Considering how many Euro-vampire flicks had already hit the market by the time this movie got released — Hammer Films, anyone? — Cave of the Living Dead is pretty retro even for 1964. It eschews color and gore for little more than two dots on the neck and B&W shadows and contrasts. To the advantage of the film, it must be said, for the at times almost silent-film-like appearance of the movie gives it an added appeal that helps to glide over the movie's numerous continuity, narrative and logical flaws. The first attack of the vampire, a foreboding of which already arises when Karen loses her crucifix, is truly effective: the looming shadow against the house, the clawed hands rising to the window, the way the attacker seems to simply float into the room — there are "good" horror films out there that don't have a sequence as effective as this. An interesting, almost imperceptible aspect of the film is how everyone in the film who is alive almost always has clouds of moisture appear in front of their mouths when they speak due to the coldness of the setting; this condensation is never seen by the Professor or the undead. And while Molly does eventually take on the role as the damsel in distress, both before and later she displays an independent streak and bravery that is an enjoyable change from the milquetoast madchen typical of most horror films of the day and before.

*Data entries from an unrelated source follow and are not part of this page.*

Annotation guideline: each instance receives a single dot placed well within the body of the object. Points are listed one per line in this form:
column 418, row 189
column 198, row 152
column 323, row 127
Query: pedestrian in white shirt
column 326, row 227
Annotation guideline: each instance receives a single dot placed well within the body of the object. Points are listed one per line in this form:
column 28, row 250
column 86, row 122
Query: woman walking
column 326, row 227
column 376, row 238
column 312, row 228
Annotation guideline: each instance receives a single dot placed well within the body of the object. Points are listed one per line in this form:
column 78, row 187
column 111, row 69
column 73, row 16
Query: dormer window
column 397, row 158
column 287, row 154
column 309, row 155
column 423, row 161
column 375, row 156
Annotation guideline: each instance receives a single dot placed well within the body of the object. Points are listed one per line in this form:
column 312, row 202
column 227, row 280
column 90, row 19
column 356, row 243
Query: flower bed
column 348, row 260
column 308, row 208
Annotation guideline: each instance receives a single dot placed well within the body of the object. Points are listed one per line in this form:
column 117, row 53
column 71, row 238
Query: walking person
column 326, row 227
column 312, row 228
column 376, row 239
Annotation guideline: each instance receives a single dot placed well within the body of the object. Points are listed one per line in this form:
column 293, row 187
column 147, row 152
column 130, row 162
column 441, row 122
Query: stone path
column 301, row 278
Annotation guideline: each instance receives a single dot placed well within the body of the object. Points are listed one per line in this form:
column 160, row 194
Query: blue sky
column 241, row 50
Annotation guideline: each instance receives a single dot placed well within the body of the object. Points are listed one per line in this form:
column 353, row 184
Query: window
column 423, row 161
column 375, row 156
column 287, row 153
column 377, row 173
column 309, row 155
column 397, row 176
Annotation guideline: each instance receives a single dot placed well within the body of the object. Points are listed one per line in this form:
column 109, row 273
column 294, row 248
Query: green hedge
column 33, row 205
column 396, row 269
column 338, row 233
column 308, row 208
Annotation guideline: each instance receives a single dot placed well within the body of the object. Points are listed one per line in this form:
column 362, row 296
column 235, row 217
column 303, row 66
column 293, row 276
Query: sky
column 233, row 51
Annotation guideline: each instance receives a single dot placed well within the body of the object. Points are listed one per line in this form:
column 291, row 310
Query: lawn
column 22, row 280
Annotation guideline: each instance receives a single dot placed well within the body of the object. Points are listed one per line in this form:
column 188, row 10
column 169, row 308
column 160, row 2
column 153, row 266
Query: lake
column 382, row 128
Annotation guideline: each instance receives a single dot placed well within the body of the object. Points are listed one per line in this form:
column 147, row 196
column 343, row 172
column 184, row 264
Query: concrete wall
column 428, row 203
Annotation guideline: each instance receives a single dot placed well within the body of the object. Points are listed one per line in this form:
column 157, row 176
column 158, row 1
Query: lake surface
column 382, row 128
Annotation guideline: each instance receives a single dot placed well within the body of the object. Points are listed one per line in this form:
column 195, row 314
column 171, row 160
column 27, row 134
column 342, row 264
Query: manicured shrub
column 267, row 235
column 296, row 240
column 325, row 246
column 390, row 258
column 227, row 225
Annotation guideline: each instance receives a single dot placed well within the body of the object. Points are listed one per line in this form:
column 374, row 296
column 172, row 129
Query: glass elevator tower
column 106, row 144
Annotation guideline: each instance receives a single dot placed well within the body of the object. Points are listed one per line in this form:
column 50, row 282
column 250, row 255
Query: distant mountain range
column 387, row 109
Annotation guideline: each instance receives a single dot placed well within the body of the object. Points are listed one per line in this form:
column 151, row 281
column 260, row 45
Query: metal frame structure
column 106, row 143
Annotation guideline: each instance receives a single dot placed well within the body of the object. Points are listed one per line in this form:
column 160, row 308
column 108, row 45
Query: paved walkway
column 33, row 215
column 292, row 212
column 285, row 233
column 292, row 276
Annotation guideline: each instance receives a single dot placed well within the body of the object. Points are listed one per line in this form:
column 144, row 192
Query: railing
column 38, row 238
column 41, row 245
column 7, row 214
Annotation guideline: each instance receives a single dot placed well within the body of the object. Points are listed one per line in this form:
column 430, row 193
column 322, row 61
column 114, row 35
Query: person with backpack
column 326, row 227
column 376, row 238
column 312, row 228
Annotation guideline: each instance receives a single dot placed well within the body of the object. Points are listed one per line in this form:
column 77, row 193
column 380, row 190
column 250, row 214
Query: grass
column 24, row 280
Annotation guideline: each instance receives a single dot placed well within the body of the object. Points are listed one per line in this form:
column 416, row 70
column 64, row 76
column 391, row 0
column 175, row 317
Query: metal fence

All in all, Cave of the Living Dead is far more an enjoyable film than it is a good one. It will surely appeal to the child within you, if not to the adult fan of somewhat tacky Eurotrash films that you are now. Give it a go — hell, you can watch it for free on YouTube, so why not?
Lastly, an appeal to the masses: Anyone know the name of the artist that did the illustrations (example above) used for the opening credit sequence?